In this election, if you want to vote for freedom — for serious reform of our out-of-control government — you have to look to ballot measures. Voter initiatives are our best lever to check the excesses of big government. In fact, citizens can even use the initiative to re-establish some level of accountability and citizen control.
This November, voters in a number of states do have something positive to vote for on their ballot.
In seven states — Arizona, California, Idaho, Michigan, Nevada, North Dakota, and Washington — voters can enact protections against the rampant abuse of eminent domain to steal homes, businesses and churches for the benefit of politicians and developers. Measures in Arizona, California, Idaho and Washington also provide private property protections against regulatory abuses.

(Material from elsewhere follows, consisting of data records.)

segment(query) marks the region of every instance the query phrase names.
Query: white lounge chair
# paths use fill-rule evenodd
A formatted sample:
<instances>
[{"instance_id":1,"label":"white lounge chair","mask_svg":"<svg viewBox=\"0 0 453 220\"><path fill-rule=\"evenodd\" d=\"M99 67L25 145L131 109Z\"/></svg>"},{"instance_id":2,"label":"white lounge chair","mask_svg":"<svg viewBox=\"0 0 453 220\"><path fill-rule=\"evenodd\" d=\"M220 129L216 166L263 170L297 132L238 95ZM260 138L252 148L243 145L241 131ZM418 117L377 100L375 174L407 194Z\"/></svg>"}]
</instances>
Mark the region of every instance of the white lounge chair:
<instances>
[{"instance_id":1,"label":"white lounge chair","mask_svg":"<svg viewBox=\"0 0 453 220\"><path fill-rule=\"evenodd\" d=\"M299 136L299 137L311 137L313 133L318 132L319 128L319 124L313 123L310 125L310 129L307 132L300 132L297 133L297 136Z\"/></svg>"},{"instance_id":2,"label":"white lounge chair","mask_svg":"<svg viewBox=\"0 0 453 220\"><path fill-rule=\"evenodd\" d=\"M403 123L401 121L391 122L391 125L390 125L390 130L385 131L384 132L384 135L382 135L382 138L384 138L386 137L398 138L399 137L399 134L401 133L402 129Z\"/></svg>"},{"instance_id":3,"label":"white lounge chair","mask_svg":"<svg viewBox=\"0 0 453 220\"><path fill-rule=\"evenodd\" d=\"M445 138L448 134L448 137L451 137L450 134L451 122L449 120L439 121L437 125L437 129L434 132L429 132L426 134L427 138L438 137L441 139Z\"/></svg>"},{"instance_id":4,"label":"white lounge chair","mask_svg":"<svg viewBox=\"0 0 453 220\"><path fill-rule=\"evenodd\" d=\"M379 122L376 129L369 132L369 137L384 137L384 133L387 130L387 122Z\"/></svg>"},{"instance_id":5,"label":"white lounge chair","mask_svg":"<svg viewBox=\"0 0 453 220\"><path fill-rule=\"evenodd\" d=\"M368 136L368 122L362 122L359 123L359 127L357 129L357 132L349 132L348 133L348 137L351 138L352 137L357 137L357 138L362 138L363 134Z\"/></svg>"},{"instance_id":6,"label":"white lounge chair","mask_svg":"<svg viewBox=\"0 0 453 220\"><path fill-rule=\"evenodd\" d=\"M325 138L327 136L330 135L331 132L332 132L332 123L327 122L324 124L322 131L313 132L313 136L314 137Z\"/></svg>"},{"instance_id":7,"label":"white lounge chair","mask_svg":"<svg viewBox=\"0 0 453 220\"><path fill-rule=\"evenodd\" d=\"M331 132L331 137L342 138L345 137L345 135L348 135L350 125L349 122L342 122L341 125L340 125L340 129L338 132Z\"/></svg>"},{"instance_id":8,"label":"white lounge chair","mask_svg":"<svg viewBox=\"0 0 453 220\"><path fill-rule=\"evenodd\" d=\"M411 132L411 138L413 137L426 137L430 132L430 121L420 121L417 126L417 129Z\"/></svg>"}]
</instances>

Opponents of these measures include politicians, the regulatory bureaucracy and wealthy special interests benefiting from the current permitted abuse of property owners. They are pouring in money to defeat these measures, using their usual twist-and-distort communications strategy.
This week it came to light that Coeur d'Alene, Idaho City Attorney Mike Gridley has been telling reporters that Idaho's Proposition 2 (This House is MY HOME) would somehow invalidate laws regulating sexual predators. This is not true in even a twisted science-fictional universe, much less ours, and the attorney should either know it or not be an attorney. Local citizens have called for his resignation saying his dishonesty was "disgusting and represented the lowest form of politics."
In Oregon, citizens have placed state legislative term limits back on the ballot as Measure 45. Similar limits were passed in 1992, but the Oregon Supreme Court struck down those limits, in a breathtakingly arbitrary judgment, several years ago. In Colorado, voters will get to vote on Amendment 40, a plan to term-limit state appellate and supreme court justices.
Colorado voters will also get a chance to strengthen and expand their right to check government with the Petition Rights Amendment. Supporters of Amendment 38 are being badly outspent by big business and big government interests . . . but at least voters will decide.
In Maine, Nebraska, and Oregon, voters will determine the fate of state spending limits. In each state, government spending growth would be capped at inflation plus population growth and only voters, not politicians, could decide to break the cap. State government would be required to put surplus money away in good economic times to cushion against future revenue dips, and/or to refund money to taxpayers.
The politicians, public employee unions and an alphabet soup of government-funded lobbies opposing these measures have made outrageous charges. According to them, any limit to the growth of government whatsoever amounts to a drastic cut that will destroy all life forms on the planet.
Mary Adams, the plain-talking grandmother leading the charge for Maine's Taxpayers Bill of Rights, calls the measure's opponents "absolutely unscrupulous." She jokes that, "The enemies will tell you your teeth are going to rot and your hair is going to fall out if it passes."
Adams has horses on her farm and carries a bridle around the state with her. She explains that she loves her horses and she loves her government, but that both need the bridle so that they can be kept under control.
"This isn't about anything other than whether the power will rest with the taxpayer or with the people in Augusta who tax at will," says Adams.
Now that's something worth going to the polls for!
But you might want to put on your body armor.